Dibukanya pintu ekspor kayu log ternyata malah memicu penyelundupan log ke luar negeri sehingga negara kehilangan devisa jutaan dolar. Pada 1999, berdasarkan catatan International Trade Timber Organization (ITTO), ekspor kayu Indonesia ke Malaysia, Cina, Jepang, dan beberapa negara lainnya mencapai lebih dari 2 juta meter kubik. Sementara itu, menurut catatan resmi yang dimiliki pemerintah, ekspor log tahun itu hanya sekitar 568 ribu meter kubik. Jadi, ada selisih sekitar 1,5 juta meter kubik. Jika harga log US$ 80 per kubik, pemerintah kehilangan devisa US$ 120,456 juta.
Menurut Ketua Masyarakat Perhutanan Indonesia, Sudradjat D.P., pada 2000 setidaknya ada 10 juta meter kubik kayu gelondongan Indonesia yang diangkut diam-diam dari hutan Indonesia. Jumlah yang diperkirakan sama terjadi pada 2001 ini. Walhasil, dalam dua tahun terakhir ini Indonesia kehilangan devisa US$ 1,6 miliar.

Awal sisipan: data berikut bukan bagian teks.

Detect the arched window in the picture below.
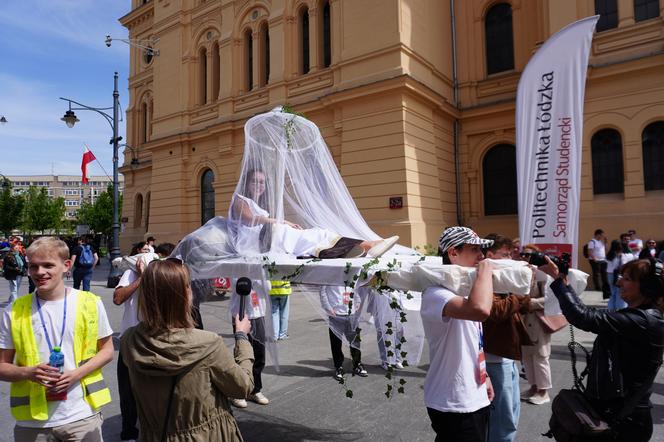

Kerugian tak hanya berhenti di situ. Maraknya penyelundupan selanjutnya membuat lesu industri pengolahan kayu, terutama kayu lapis. Industri kayu lapis Indonesia tak bisa bersaing dengan produk serupa dari Cina dan Malaysia, yang diduga mendapat pasokan dari kayu selundupan yang murah. Cina, yang sebelum 1998 setiap tahun secara resmi rutin mengimpor satu juta meter kubik kayu lapis dari Indonesia, kini hanya mau menerima 200 ribu meter kubik. Negeri ini bahkan bisa menjual kayu lapisnya dengan harga US$ 200 per meter kubik, padahal harga internasionalnya US$ 350-400 per kubik.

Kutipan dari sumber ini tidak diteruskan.